What drives them on is civic pride in their area, responsibility for its upkeep and future and a determination to stand up for it when it is under threat. Their sense of civic duty harks back to an earlier time, the 1960s and 70s when civic society was at its most active. Then, in response to the widespread destruction of much of the country’s historic fabric, delivered with fervour by modernist zealots from the architectural and planning professions, the Scottish Civic Trust was founded, followed by scores of civic and amenity societies across the country.

In a time when people lived in neighbourhoods for much longer than today’s transient populations, there was a greater connectivity to one’s environment. This cohesion, along with a campaigning spirit, imbued groups to challenge decisions made by planning authorities and city and town leaders and helped to make the conservation movement grow.

The civic movement is still very much alive and kicking today but it faces threats that I believe are more serious and worrying than we have seen for a generation.  What are they?

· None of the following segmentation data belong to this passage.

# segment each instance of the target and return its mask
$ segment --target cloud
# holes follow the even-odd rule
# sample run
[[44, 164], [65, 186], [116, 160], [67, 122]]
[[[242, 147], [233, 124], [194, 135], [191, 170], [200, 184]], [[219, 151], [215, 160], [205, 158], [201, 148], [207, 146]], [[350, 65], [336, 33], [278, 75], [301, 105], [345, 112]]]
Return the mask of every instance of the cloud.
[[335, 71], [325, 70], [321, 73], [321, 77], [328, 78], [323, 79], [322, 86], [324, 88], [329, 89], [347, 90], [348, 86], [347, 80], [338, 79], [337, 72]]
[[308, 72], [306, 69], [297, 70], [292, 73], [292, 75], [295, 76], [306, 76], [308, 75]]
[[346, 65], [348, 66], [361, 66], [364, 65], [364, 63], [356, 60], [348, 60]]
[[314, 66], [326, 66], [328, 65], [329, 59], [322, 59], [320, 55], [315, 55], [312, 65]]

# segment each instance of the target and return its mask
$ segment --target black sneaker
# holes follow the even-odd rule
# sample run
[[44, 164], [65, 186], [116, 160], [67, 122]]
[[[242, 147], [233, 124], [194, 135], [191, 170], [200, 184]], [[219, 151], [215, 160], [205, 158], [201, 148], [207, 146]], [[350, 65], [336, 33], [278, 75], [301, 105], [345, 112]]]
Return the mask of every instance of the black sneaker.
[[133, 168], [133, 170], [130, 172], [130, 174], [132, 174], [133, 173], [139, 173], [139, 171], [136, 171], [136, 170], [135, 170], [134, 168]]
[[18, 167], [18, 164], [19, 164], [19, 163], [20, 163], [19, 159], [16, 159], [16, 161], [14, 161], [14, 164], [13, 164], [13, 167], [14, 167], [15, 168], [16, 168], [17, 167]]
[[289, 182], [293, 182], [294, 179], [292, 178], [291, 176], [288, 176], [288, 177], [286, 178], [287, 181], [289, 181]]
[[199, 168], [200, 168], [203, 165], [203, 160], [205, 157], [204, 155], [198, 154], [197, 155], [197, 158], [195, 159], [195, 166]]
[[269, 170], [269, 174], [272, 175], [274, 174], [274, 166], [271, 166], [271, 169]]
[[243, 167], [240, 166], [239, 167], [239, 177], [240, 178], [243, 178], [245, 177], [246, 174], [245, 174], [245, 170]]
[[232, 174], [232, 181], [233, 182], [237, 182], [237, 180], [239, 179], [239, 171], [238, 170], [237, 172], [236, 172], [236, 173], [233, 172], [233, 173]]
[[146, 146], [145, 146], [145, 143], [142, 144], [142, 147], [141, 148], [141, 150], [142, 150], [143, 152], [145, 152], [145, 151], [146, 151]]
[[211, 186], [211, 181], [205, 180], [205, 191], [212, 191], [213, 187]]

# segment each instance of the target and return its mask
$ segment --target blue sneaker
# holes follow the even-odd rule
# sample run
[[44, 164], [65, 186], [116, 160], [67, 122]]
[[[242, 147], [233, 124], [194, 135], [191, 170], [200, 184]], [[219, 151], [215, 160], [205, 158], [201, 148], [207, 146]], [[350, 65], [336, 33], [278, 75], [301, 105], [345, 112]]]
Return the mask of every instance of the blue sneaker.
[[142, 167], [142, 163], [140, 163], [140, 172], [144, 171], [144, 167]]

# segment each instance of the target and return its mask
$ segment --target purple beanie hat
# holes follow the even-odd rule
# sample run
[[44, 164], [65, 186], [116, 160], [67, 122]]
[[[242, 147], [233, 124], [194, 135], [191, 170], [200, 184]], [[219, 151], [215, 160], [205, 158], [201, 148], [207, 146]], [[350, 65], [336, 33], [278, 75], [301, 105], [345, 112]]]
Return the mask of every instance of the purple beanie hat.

  • A lack of leadership at local authority level in most cases to protect and enhance the local built environment.  A full audit of all Scotland’s conservation areas needs to be carried out. The loss of influence at the top table by planners and architects and the shortage of design and conservation skills in planning departments. Also, many elected representatives are making decisions on matters related to design, planning and development for which they do not have the required knowledge or expertise.
  • Scotland’s procurement system which squeezes out design and joy from architecture and planning for the sake of cost, which heavily favours contractors and forces architects to charge historically low fees.
  • Volume housebuilding – many areas of Scotland are now open season for housebuilders who, if their applications are rejected at local level, simply appeal and have the decision overturned by the Reporter.
  • Lack of investment in our precious historic environment and brutal commercial decisions being made in cities like Aberdeen and Edinburgh where the latter is in danger of losing its World Heritage Site status.
  • The incredible number of, at best, mediocre student housing developments springing up all over our cities adding nothing imaginative to the visual streetscape.
  • Local authorities are being starved of cash and are compelled to sell off assets and prioritise health and education over architecture and planning as if the issues were not intricately connected.
There are Scottish Government policies which deserve praise such as the new Place Standard Tool developed by Architecture and Design Scotland with NHS Scotland. Also, it is hoped the recent review of the planning system will encourage greater community engagement in the decision-making process at an early stage and it is good to know that better links between community planning and spatial planning will be promoted. Similarly, Our Place in Time, Scotland’s historic environment strategy, needs to be delivered by the new body, Historic Environment Scotland and all its stakeholders, including my own organisation, the Scottish Civic Trust.

However, as long as we continue to have a developer-led planning system and where the mantra of economic regeneration is the main driver rather than design and community-led solutions I fear that decisions being made today in haste will have repercussions for generations to come.